Recently I was asked to slab up a 38" diameter Walnut log. The guy wants the slabs full width keeping the natural edges of the log. The problem is that my setup will only allow for a 31" cut. I power an Alaskan 36" mill with a Stihl 660.
Anybody out there have experience milling hardwood with the Stihl 660 using 40-50" bars? Seems like this may be a bit much for the saw. I'm wondering if I should go out and purchase the extra bars/mill or not.
Also, I plan on charging $45 per hour for these types of jobs.

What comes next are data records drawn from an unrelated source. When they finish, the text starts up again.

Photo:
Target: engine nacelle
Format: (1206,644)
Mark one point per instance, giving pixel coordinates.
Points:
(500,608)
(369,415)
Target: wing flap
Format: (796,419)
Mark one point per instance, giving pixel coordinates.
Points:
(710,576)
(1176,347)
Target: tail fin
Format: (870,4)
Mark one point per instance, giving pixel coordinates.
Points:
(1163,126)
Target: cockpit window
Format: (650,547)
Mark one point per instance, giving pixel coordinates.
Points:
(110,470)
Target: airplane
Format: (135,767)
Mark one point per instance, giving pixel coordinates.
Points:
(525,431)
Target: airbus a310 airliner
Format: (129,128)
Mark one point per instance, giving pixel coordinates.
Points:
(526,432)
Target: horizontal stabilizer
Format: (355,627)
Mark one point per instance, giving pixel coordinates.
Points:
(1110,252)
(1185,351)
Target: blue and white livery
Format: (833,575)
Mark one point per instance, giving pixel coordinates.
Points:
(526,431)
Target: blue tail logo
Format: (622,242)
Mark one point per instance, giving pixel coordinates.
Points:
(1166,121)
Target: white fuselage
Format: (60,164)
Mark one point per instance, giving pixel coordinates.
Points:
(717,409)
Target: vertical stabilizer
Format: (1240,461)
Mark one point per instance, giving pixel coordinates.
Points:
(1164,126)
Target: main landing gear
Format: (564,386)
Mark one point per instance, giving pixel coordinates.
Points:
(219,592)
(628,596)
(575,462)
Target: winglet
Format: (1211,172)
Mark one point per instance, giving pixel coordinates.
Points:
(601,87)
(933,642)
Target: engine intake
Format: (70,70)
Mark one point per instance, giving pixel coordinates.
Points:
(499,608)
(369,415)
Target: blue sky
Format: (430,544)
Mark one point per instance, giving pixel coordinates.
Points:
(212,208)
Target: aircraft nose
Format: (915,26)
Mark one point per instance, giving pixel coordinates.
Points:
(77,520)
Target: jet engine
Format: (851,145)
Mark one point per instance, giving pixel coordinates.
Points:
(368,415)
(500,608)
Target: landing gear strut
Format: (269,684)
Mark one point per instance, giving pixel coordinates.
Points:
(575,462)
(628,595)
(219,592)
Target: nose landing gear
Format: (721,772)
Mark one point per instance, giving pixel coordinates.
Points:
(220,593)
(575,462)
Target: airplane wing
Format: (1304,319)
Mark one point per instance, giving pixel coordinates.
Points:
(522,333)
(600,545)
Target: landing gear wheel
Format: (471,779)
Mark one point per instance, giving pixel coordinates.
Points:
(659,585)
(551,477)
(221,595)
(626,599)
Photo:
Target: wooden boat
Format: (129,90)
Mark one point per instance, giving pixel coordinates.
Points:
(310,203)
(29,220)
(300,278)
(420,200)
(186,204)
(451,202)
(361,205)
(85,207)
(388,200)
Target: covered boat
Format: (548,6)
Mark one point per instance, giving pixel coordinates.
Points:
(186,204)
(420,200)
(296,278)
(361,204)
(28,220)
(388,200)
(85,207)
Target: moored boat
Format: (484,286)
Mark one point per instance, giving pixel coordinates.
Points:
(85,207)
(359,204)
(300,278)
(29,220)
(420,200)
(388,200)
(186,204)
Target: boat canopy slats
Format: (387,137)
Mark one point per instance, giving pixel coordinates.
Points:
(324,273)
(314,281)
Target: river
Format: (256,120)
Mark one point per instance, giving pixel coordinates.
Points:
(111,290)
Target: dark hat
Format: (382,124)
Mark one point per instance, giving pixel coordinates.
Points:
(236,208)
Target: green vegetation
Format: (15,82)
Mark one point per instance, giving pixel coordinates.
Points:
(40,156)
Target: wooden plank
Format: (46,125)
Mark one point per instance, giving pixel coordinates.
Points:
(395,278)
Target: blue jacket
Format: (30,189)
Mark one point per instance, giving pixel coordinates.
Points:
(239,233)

Does this seem reasonable???  Thanks.

GF

I recently cut up a 48" diameter Walnut for a customer.  He also wanted to leave them full width.  After talking with him a little and explaining to him as it dries that it will cup he began to understand why I would not recommend leaving them full width.  Ended up quarter sawing it for him. I think he will be much more pleased with the end result after drying.  If he insisted on leaving them full width I would have cut them that way.

Just my own opinion.

Wlecome to the Forum also!

GF

rebocardo

> Also, I plan on charging $45 per hour for these types of jobs. Does this seem reasonable??? 

Very.

Smakman

About what would be the maximum width one would want to cut a 4/4 before cupping would be a problem?  Does it matter much from one species to another?
Cooks HD3238
Bobcat T320
Kioti 7320
Stihl 550i
Stihl 044

Ianab

QuoteDoes it matter much from one species to another?

Yes

You can get an indication of the cupping by looking at the shrinkage values of the wood.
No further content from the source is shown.